Why Do I Listen To Records?

This last Saturday was a rather rough day. Roofing contractors were working in my neighborhood, got the wrong address, and mistakenly began tearing the roof off my house. I awoke at 7:25 am to people ripping holes right above my bedroom. It was only a 4 year old roof. Now, they have since come back, and done a marvelous job repairing their damages, but let me tell you, it made for a stressful day.

To comfort me, a couple groups of good friends came by with two of my favorite things, craft beer and records to play. Since my blog isn’t about craft beer (though I could I go on and on about how I love that, too), I’m going to stick to why I love these wonderful round discs of music.

Is it the sound quality? It’s true, the fidelity is often times much better than that of a CD, and is always far superior to that of an mp3 or streaming audio. Even through some clicks and pops, surface noise, and some occasional static, it’s still a better sonic experience. But, am I sitting there each time, marveling at how incredible each record sounds? Well, sometimes, but not usually. There are a few times where I just can’t help but be pulled in by the sheer quality of the experience, but not that often. My Pro-Ject One turntable, with its Oyster cartridge has certainly spoiled me, even for being a somewhat entry-level table.

So, is it the novelty? That seems to be what has drawn so many people to vinyl. For me, unequivocally not. Records have been with me since day one, and have never been some kitschy thing I picked up to impress my friends. I’ve never bought a little Crosley tabletop record player, nor would I, but have always had a quality turntable.

Is it nostalgia? That would suggest that I’m stuck in a bygone era. Hardly. I still buy newer releases on vinyl, as well as older records, too. It’s certainly not that. I have both newer and vintage turntables in similarly newer and vintage systems. I can relive the past, should I choose, but my technology is also decidedly modern.

So what exactly is it then?

I’ve come to realize that it is truly the tactile feel of playing a record that keeps me doing it. Part of the reason that we, as audiophiles, invest so much into our systems is for the realism of the music. We want to get as close to the live or studio experience as possible. Having that platter in front of me, turning at a comforting 33-and-a-third RPM also keeps the music in the same room as me. A CD slips into a drawer and disappears, spinning at hundreds of revolutions per minute. Streaming audio comes from the cloud. That’s just voodoo. Vinyl is there with me, in the room, bringing me the music, in person- so to speak. Its flaws- pops, clicks, even the skips, etc.- only serve to remind me how much more human the experience really is, and that keeps bringing it home even more. The added fidelity, the lack of digital jitter, the analog warmth, are all just added bonuses to enhance the experience and make it what it is.

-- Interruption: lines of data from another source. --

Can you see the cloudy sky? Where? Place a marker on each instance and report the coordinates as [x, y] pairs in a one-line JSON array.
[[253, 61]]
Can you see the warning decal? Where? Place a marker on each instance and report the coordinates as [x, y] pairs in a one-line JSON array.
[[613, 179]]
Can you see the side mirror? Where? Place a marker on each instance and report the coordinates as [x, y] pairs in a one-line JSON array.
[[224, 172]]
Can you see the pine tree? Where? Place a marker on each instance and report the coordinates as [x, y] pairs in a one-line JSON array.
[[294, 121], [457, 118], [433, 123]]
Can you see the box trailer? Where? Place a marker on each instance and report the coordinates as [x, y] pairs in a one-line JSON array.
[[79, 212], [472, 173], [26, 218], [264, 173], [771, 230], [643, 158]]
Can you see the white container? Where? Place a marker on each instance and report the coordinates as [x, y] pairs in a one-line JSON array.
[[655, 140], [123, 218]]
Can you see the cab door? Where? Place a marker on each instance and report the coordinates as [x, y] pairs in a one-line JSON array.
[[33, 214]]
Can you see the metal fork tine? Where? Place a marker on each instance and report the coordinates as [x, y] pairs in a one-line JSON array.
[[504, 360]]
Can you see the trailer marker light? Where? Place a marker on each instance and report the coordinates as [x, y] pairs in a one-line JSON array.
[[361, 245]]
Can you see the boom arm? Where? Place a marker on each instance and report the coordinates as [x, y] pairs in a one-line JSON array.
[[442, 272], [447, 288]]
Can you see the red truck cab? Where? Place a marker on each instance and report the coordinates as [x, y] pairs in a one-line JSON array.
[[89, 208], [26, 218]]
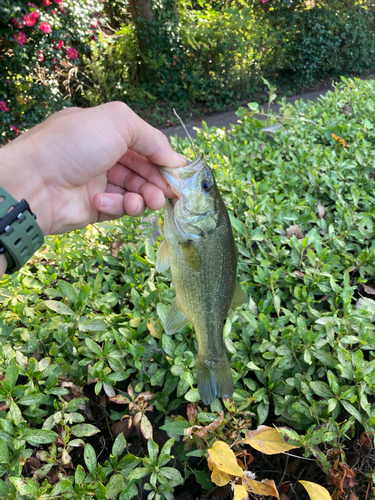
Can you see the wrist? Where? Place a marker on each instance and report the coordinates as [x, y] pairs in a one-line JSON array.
[[3, 265], [22, 185]]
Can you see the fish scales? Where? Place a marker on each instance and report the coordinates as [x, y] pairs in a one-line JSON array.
[[199, 247]]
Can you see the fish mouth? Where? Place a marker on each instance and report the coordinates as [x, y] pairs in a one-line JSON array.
[[180, 179]]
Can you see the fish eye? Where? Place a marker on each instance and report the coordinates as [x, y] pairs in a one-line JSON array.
[[206, 186]]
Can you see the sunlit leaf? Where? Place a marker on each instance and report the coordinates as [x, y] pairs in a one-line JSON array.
[[224, 459], [267, 440], [315, 491], [239, 492], [266, 487]]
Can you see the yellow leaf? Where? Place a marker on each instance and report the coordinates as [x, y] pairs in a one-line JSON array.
[[267, 440], [266, 487], [135, 322], [218, 477], [240, 492], [155, 327], [315, 491], [224, 459]]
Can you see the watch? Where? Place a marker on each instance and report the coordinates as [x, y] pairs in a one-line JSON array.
[[20, 234]]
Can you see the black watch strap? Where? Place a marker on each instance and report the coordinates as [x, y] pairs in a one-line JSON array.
[[20, 234]]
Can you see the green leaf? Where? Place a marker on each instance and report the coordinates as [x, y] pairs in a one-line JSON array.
[[173, 475], [93, 325], [4, 452], [63, 486], [192, 396], [36, 437], [33, 399], [115, 486], [165, 454], [58, 307], [80, 474], [119, 445], [321, 389], [84, 430], [25, 487], [138, 473], [94, 347], [11, 374], [89, 456], [68, 291], [203, 479], [177, 427]]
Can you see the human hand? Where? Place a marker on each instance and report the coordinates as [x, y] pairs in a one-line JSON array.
[[82, 166]]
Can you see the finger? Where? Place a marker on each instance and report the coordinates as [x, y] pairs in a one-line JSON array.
[[115, 205], [132, 171], [152, 195]]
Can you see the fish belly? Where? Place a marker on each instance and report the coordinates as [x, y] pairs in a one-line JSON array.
[[205, 297]]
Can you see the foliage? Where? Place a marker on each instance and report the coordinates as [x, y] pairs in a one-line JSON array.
[[42, 45], [89, 373]]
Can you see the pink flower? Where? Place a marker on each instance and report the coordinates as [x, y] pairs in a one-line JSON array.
[[20, 38], [30, 19], [45, 27], [72, 53], [3, 106]]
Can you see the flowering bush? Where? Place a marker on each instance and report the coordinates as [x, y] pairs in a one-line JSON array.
[[41, 46]]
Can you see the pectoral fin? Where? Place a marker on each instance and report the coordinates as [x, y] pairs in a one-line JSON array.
[[175, 319], [162, 258], [191, 255], [239, 297]]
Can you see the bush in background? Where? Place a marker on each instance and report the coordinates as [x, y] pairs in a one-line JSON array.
[[42, 45]]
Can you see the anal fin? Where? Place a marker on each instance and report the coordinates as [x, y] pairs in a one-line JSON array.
[[239, 297], [162, 258], [175, 319]]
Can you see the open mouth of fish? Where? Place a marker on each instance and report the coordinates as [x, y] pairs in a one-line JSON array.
[[184, 179]]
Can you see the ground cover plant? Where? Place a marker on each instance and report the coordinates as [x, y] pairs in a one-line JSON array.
[[96, 401]]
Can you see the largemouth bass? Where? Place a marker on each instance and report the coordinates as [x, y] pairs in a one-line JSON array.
[[200, 249]]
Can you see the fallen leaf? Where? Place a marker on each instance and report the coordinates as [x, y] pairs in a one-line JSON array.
[[155, 327], [369, 289], [315, 491], [224, 459], [267, 440], [321, 210], [294, 231], [218, 477], [266, 487], [240, 492]]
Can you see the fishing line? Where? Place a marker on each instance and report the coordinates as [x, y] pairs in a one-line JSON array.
[[187, 133]]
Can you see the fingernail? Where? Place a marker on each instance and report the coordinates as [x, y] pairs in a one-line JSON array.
[[139, 209], [180, 158], [106, 202]]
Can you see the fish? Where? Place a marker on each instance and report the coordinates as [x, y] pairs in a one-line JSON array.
[[200, 249]]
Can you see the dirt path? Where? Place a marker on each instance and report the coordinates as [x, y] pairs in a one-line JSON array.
[[225, 119]]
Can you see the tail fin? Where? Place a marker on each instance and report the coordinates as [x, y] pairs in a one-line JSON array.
[[214, 379]]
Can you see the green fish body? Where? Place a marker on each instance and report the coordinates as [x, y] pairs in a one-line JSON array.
[[200, 249]]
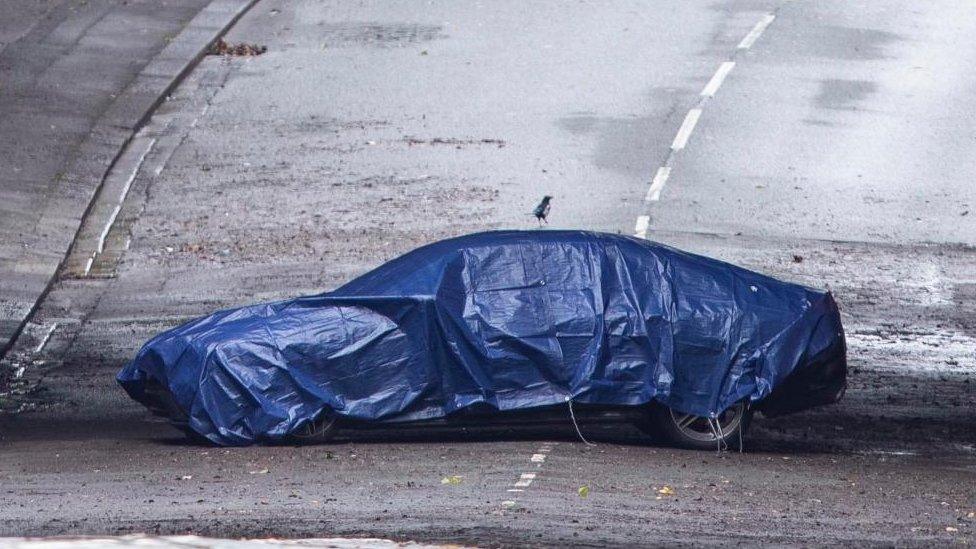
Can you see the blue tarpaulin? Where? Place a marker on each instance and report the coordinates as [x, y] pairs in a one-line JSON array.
[[509, 319]]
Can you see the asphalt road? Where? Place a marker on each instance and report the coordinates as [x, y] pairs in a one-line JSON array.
[[836, 152]]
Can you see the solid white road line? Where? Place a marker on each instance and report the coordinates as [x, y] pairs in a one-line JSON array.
[[640, 230], [135, 171], [713, 85], [684, 132], [756, 32], [108, 227], [122, 196], [660, 178], [47, 336]]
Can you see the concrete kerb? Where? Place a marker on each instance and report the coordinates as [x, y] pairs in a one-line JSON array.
[[62, 217]]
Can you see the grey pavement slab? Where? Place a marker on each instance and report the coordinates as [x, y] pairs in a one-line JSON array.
[[76, 80]]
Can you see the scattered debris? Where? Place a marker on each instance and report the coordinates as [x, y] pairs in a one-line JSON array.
[[222, 47], [454, 141]]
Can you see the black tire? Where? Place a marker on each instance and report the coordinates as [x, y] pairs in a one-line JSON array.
[[321, 429], [693, 432]]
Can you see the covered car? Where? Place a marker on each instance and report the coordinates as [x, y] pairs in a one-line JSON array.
[[502, 321]]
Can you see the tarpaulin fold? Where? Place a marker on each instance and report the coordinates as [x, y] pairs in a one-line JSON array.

What we begin to pour into it, in things like high-end cables, isolating pads, cork mats, and all the other accoutrements that go into making this an expensive hobby (people are shocked when I tell them you can spend over $100,000 on a turntable) just make it our own personal journey with the turntable.

If the CD is truly dead, which I don’t believe that it is, its demise can only be blamed on its lack of humanism that vinyl has always had. I think that people are beginning to reconnect with the human aspect to records in the same way that I always have because of the inhuman nature of the download. Music, even in the recorded sense, has always been something we have been meant to connect with; as we have lost that in recent years, it has only been natural for there to be some sort of clamoring for a tactile reconnection with it.

The ebb-and-flow of our relationship with media formats through the years has led us back to vinyl, and the album itself as a real thing. People need something to hold. That feeling never really left me. I’ve always needed that album cover to look at. The artwork of an album cover used to carry such heavy weight, and with the advent of the 5” CD, began to lose some of that workspace and artistic expression. Once people began downloading music, suddenly, there was no album cover. Where was the art? I think we know that the art will always prevail somehow, and album covers are showing up on new vinyl, CDs, and the screens of media servers. However, there’s still the inner sleeve, poster, gatefold, and any other surprise one might find inside that beautiful record.

And that for me, is why they’ll never go out of style.

1 thought on “Why Do I Listen To Records?”

  1. This blog sums up the playing vinyl experience perfectly! After not using my system for the last 15 years I am in the process of putting it back together. My amp stopped turning on and I just put the system away. Playing music over the internet on a pair of vintage Bose speakers that have an amp built in has led me to getting my amp fixed. The excitement of thinking about my system working again led me to buying a vintage turntable. I sold my old turntable back in 1989. Now all I have to do is find some old vinyl that isn’t too scratched up and has nice jackets. I’m hoping that isn’t too tall of an order.